Much more recently, evidence accumulated over the last 2-3 decades provides much clearer link between psychosocial and neurohormonal factors, and cancer development or progression. Epidemiologic data link cancer incidence with severe life events, severe distress, or long-term depression. A more consistent association has been observed between psychosocial risk factors such as depression, distress, trauma history, social isolation and more rapid cancer progression.
Importantly, several fundamental and clinical studies indicate that tumor tissue is innervated; neurohormonal mediators affect key components of tumor biology such as tumor growth, angiogenesis, migration or invasion, and that an altered activity of the nervous system influences tumor cell proliferation. Some of these studies, ideas and concepts are briefly outlined here, at BrainImmune.com.

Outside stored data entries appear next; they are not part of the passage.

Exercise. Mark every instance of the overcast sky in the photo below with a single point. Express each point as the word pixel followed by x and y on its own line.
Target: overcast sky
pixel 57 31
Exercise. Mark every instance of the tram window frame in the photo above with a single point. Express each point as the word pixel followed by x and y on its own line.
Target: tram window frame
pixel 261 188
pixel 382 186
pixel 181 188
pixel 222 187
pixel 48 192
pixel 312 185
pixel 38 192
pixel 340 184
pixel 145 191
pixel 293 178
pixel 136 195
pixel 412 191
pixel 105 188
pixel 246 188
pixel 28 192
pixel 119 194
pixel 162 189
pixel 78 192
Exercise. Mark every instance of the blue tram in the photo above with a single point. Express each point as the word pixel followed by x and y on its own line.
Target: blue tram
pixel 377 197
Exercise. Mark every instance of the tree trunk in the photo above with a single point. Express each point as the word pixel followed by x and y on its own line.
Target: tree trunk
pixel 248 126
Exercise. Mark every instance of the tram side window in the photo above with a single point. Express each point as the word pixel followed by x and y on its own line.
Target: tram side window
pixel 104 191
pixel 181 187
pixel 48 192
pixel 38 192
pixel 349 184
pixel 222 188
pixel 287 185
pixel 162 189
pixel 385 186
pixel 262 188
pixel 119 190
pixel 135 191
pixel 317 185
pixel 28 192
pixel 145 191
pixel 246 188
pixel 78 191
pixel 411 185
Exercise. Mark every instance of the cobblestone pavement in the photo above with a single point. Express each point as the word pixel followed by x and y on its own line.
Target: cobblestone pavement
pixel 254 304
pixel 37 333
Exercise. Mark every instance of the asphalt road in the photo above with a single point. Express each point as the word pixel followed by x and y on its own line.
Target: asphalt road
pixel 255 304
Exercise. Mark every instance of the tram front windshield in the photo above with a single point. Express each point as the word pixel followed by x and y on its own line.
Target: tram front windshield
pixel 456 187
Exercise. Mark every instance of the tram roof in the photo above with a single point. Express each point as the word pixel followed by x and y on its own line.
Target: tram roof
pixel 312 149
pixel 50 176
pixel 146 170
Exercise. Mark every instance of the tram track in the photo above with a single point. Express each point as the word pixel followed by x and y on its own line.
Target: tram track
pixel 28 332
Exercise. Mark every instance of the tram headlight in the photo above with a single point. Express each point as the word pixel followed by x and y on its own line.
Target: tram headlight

For more comprehensive information and reviews, see Rosch PJ, Stress and cancer: Disorders of communication, control, and civilization, 1996. In, Handbook of stress, medicine, and health (Boca Raton, FL, CRC Press); Reiche EM et al., Lancet Oncol 2004, 10:617; Thaker PH and Sood AK, Semin Cancer Biol, 2008, 18:164; Moreno-Smith M et al., Future Oncol, 2010, 6:1863; Ondicova K and Mravec B, Lancet Oncol 2010, 11: 596.
The two recent reviews by Erin Costanzo, Anil Sood and Susan Lutgendorf focus mostly on contributions of behavioral factors to cancer progression and potential mechanisms underlying these relationships. Both direct effects of neuroendocrine factors on tumor growth, and indirect ones, through effects on the immune system, are discussed. The authors outline the following major mechanisms and pathways:
- Behavioral pathways, stress hormones and immunosuppression, and the cellular immune response in cancer progression
- Neurohormonal factors, angiogenesis and invasion; and stress-based modulation of angiogenesis
- Stress effects on anoikis
- Stress effects on stromal cells in the tumor microenvironment
- Behavioral risk factors and tumor gene expression
- Glucocorticoid dynamics and cancer progression
- Behavioral factors and inflammation, and effects of inflammation on depression and quality of life
The information summarized in these reviews, indicates that there is compelling evidence that behavioral and psychosocial factors that activate the neuroendocrine stress response can alter immune, angiogenic, and inflammatory pathways, which play a major role in the development, progression, and control of malignancy.
The authors conclude with future directions, including sensitive populations and windows of opportunity. They suggest that a better understanding of biobehavioral mechanisms involved in cancer progression may improve the effectiveness of conventional therapies, put forward new pharmacological approaches and help the development of personalized therapy.